Mixing times for Markov chains is an active area of research in modern probability and it lies at the interface of mathematics, statistical physics and theoretical computer science. The mixing time of a Markov chain is defined to be the time it takes to come close to equilibrium. There is a variety of techniques used to estimate mixing times, coming from probability, representation theory and spectral theory. In this mini course I will focus on probabilistic techniques and in particular, I will present some recent results (see references below) on connections between mixing times and hitting times of large sets.

**Prerequisites:**
It would be helpful to be familiar with Chapters 4(mixing definitions) and 12(spectral methods) from the book Mixing Times for Markov Chains by D. Levin, Y. Peres and E. Wilmer.

**Further reading:**

- David Aldous (1982).

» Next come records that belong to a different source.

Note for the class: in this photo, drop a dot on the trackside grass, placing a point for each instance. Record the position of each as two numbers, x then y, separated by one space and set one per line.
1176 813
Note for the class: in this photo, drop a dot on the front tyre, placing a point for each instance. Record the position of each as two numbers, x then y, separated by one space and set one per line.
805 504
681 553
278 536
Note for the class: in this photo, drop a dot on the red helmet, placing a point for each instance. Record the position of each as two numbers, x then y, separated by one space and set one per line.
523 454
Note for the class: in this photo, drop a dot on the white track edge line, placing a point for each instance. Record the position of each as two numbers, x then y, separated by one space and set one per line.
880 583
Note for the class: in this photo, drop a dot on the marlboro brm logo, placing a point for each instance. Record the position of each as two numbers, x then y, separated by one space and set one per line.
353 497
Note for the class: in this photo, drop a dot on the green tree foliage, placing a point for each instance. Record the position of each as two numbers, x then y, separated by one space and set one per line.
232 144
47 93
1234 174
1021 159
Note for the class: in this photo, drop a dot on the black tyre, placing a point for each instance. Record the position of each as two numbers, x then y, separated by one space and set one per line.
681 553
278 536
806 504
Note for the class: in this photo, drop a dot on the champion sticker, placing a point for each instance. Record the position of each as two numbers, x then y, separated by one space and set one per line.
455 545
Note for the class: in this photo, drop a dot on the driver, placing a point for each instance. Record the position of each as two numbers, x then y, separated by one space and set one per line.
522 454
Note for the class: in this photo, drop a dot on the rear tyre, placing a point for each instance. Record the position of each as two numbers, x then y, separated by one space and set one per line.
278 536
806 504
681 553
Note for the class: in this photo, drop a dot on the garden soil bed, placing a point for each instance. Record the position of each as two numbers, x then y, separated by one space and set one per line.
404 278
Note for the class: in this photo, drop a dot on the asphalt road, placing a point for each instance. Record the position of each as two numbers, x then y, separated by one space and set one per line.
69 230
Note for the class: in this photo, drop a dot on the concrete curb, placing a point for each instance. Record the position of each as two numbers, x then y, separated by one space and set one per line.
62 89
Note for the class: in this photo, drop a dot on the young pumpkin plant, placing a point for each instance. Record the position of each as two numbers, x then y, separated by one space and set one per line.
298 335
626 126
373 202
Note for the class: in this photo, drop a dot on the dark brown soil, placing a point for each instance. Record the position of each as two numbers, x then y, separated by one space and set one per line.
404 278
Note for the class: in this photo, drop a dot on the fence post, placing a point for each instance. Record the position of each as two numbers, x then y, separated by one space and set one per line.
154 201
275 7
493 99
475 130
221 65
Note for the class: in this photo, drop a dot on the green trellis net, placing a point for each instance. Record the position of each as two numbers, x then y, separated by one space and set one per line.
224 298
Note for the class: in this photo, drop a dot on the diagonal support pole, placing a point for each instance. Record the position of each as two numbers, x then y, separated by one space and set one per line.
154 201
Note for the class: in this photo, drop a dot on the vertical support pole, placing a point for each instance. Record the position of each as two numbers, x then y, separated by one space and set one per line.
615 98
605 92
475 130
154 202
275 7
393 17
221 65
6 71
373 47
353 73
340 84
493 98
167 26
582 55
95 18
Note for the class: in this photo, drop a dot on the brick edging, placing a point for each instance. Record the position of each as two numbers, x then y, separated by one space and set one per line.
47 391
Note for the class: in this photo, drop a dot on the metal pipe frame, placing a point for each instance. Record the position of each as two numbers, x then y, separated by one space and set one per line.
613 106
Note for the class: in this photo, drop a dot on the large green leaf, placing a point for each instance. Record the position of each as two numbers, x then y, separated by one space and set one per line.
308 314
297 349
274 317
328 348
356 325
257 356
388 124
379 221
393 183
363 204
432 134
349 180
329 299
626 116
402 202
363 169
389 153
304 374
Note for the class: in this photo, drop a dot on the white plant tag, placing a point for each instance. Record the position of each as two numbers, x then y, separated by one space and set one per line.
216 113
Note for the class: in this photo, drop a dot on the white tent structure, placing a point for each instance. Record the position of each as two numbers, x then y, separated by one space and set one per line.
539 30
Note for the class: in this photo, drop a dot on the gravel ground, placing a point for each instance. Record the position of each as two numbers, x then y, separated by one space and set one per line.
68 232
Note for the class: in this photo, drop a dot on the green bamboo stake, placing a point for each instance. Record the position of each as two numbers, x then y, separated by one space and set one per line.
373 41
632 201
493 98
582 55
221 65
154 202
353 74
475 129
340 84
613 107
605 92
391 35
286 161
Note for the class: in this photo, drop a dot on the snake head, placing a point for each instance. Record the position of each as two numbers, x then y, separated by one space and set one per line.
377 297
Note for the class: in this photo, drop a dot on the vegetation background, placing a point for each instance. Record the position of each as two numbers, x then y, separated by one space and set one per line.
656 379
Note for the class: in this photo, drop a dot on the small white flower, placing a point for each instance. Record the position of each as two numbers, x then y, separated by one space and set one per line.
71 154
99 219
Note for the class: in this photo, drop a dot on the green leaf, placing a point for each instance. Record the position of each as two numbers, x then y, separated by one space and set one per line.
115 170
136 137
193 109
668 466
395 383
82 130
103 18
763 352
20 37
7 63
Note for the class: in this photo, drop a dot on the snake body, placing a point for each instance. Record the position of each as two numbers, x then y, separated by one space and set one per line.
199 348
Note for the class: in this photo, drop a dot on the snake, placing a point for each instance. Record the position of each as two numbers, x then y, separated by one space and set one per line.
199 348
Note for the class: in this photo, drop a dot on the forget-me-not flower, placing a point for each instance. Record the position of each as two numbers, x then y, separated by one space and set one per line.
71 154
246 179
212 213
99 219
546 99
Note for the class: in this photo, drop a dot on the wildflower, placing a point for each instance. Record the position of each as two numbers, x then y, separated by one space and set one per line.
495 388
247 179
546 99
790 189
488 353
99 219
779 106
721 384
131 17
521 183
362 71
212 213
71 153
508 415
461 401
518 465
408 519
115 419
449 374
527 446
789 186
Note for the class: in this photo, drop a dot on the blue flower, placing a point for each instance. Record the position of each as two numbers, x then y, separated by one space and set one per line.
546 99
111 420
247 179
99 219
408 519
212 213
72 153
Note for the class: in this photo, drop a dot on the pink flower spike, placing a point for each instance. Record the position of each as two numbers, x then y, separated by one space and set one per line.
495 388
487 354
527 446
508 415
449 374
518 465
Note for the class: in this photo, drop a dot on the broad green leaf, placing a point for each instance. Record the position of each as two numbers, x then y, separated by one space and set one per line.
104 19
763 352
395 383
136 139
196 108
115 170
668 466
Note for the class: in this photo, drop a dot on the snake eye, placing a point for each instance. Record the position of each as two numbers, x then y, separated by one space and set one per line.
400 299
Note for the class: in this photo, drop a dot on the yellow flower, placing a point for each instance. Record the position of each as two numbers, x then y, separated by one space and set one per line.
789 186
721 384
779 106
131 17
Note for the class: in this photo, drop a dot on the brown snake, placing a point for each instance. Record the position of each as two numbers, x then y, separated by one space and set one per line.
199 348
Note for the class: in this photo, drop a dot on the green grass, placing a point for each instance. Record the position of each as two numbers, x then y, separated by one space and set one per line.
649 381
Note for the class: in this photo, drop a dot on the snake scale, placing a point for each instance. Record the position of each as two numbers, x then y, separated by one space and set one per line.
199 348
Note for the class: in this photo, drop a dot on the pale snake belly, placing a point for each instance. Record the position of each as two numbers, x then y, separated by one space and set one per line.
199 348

Some Inequalities for Reversible Markov Chains.
- R. Basu, J. Hermon and Y. Peres (2017). Characterization of cutoff for reversible Markov chains.
- S. Griffiths, R. J. Kang, R. Oliveira and V. Patel (2014). Tight inequalities among set hitting times in Markov chains.
- R. Oliveira (2012). Mixing and hitting times for finite Markov chains.
- Y. Peres and P. Sousi (2012). Mixing Times are Hitting Times of Large Sets.
- P. Sousi and P. Winkler (2014). Mixing Times and Moving Targets.